Kolejna nudna lekcja angielskiego, mimo że wszyscy zdaliśmy wszystkie egzaminy z całego roku i mamy już wystawioną ocenę, i wszyscy dostaliśmy otwartą furtkę do następnej klasy licealnej, to, i tak realizujemy podstawę programową. Niestety nasza nauczycielka od tego przedmiotu zostawiła omawianie lektur na koniec roku, na koniec maja! Jak można być takim głupim? Najpierw omawia się to, a dlaczego? Bo na przykład jak na takim egzaminie, który pisaliśmy, mieliśmy pytania o lekturę "Na wschód Edenu", John'a Steinbeck'a. Przyszykowałam się do tego, dlatego przeczytałam wszystkie lektury, bo przeczuwałam, że ta stara krowa tak zrobi. Dzwonek wybawił nas od niej. Część z nas, razem ze mną udała się do drzwi, bo skończyliśmy na dziś tą edukację. A pozostała na kolejną lekcję, w tej grupie był Luke. Została mu jeszcze jedna lekcja planowana i cztery godziny treningu. Dwie godziny koszykowej i dwie godziny piłki nożnej. Skąd tyle wiem? Od Alison, ona ma tą samą lekcję co on. A treningi są oczywiste. Wyszłam z terenu szkoły i poszłam na przystanek. Wyciągnęłam telefon z torby i podłączyłam słuchawki. Muzyka zabrzmiała, a ja weszłam w wiadomości i znów nacisnęłam "Luke".
nieznany: Łatwe życie
Luke: może ty je masz tylko
nieznany: Wolna miłość
Luke: czy ty sobie na serio czy robić ze mnie jaja?
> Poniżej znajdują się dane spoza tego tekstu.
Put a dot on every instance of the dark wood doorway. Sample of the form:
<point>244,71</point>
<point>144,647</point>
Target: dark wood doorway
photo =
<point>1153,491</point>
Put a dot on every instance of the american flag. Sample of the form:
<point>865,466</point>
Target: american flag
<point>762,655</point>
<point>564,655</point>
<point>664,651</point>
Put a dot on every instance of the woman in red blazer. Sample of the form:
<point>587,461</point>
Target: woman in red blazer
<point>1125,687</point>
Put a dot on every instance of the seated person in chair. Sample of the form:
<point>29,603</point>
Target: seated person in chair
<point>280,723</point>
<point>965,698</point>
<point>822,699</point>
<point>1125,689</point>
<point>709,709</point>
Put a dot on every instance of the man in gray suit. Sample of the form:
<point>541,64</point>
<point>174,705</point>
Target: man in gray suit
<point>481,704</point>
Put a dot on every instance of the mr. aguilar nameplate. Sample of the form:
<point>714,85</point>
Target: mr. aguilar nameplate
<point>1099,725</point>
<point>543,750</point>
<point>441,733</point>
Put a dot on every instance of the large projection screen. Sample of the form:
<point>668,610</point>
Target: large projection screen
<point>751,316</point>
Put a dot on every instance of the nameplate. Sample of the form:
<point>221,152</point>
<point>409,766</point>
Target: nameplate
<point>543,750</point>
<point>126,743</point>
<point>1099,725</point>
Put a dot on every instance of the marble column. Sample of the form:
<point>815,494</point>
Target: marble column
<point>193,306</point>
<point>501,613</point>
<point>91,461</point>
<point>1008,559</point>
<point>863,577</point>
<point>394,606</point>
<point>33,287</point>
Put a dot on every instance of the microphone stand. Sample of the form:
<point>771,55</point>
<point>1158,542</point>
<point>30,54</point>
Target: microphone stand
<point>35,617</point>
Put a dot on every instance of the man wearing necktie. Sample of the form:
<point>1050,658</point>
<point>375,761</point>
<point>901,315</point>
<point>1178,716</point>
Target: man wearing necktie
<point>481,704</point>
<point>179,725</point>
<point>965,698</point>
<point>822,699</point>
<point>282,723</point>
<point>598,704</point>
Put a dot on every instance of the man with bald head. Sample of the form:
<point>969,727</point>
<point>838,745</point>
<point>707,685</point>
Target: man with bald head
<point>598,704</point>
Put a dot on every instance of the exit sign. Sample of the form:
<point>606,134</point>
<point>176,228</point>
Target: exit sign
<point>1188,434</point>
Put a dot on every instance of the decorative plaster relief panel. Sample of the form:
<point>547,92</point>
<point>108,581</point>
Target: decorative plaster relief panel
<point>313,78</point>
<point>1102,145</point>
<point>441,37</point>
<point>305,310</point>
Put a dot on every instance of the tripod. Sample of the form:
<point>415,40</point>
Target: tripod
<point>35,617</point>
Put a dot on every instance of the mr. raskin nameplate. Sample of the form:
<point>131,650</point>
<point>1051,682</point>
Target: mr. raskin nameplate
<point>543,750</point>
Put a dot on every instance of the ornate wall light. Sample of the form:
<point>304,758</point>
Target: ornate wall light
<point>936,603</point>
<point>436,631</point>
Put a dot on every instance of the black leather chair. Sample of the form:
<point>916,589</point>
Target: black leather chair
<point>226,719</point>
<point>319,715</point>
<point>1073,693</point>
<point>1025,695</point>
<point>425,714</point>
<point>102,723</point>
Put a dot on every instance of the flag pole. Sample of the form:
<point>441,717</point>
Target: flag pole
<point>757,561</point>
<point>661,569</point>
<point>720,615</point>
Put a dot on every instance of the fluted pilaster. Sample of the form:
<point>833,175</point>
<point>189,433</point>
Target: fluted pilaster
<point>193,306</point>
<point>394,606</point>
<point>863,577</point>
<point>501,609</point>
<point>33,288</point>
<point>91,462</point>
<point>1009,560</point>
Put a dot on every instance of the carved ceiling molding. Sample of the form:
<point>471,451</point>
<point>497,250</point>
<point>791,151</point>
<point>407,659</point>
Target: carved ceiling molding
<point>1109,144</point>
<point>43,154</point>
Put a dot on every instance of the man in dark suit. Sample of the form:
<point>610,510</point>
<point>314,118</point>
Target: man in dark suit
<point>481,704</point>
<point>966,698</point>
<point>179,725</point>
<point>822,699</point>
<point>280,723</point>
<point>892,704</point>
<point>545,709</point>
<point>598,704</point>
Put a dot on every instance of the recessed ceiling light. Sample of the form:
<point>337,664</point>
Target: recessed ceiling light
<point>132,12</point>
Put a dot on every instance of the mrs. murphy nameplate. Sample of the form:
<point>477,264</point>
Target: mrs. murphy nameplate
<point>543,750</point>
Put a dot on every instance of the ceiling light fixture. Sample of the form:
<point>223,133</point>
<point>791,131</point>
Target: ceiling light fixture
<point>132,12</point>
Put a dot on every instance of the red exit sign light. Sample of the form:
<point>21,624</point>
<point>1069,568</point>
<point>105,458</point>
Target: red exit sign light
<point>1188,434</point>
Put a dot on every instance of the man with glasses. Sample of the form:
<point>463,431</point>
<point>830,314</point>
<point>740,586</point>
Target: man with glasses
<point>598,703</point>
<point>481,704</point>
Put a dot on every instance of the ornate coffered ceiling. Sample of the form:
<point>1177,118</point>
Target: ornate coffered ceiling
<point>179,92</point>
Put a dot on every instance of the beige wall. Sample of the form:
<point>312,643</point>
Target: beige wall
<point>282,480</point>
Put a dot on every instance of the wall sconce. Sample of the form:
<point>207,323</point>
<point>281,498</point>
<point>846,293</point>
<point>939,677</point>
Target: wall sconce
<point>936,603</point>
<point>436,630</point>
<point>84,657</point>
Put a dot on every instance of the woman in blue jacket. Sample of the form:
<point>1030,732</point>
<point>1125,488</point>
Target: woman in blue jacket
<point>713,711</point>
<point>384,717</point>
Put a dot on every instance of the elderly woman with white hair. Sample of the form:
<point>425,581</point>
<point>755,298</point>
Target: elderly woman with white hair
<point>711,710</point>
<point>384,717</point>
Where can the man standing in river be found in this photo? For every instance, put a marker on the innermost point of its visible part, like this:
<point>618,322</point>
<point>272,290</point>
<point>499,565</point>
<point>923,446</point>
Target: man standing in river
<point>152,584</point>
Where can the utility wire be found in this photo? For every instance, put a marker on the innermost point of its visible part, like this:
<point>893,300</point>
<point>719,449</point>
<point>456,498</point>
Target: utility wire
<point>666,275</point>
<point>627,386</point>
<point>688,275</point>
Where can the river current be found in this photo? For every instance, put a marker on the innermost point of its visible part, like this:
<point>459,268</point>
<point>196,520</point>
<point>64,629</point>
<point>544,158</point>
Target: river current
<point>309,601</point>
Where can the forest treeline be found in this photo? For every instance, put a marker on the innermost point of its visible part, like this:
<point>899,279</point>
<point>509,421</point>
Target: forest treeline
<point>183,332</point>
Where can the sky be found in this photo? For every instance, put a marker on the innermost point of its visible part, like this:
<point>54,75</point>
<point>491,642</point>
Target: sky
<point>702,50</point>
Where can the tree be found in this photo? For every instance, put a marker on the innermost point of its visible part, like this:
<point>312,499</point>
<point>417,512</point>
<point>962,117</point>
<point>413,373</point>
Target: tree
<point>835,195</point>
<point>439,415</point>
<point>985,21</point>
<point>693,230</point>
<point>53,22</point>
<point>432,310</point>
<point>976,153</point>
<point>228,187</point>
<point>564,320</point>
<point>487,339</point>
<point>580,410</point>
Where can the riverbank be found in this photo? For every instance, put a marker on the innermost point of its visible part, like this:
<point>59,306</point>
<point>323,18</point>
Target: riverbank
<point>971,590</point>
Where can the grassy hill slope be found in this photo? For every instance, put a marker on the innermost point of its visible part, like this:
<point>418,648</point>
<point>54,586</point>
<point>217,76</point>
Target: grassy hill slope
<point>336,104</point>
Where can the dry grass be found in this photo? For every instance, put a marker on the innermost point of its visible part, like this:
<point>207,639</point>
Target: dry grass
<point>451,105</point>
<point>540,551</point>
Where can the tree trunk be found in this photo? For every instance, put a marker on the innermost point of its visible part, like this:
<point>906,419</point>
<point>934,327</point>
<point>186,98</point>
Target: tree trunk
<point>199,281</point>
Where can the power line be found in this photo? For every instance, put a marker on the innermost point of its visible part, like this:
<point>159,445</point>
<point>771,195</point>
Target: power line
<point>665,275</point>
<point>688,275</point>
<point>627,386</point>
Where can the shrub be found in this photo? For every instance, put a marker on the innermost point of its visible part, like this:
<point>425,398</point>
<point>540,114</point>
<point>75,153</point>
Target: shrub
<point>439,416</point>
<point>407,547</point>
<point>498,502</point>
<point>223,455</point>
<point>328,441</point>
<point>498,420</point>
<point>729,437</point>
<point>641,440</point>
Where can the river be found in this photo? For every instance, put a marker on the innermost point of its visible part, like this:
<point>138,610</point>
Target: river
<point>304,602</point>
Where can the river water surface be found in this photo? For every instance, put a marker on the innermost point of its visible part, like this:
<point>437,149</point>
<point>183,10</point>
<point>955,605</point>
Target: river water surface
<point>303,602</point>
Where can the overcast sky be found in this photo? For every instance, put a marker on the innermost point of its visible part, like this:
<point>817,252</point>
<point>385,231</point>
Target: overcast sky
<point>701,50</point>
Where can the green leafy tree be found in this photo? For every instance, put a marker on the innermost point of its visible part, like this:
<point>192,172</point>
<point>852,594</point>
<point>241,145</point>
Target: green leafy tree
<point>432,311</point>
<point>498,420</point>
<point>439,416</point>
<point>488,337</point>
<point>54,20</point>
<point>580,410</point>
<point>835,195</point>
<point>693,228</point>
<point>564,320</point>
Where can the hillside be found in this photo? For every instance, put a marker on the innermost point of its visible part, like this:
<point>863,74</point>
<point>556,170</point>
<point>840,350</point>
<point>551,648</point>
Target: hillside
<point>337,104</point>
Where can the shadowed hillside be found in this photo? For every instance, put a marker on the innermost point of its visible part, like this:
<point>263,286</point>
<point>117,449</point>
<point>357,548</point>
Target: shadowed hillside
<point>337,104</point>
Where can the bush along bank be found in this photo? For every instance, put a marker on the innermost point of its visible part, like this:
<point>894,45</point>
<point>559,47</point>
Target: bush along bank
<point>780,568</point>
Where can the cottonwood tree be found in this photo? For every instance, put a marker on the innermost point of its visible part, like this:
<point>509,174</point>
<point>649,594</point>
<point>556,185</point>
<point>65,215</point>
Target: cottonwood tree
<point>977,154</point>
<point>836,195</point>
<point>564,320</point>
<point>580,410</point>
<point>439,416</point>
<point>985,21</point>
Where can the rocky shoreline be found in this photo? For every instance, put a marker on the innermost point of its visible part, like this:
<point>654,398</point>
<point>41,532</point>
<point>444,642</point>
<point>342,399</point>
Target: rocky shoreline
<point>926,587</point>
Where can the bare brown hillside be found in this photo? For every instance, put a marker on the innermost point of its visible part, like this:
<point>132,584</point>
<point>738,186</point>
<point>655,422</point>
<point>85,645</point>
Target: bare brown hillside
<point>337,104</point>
nieznany: Sezonowy bilet na przejażdżkę w jedną stronę
Luke: jedź sobie stąd najlepiej!
nieznany: Nie chce niczego
Luke: to po co do mnie piszesz?
nieznany: pozwólcie mi być
Luke: kto ci znowu nie pozwala żyć?
nieznany: Biorąc wszystko bez wysiłku
Luke: PAJACU JEDEN!
nieznany: Nie potrzebuję powodu
Luke: Jaki znowu powód?
nieznany: nie potrzebuję rymu
Luke: czy ty aby przypadkiem nie jesteś jebnięta psychicznie?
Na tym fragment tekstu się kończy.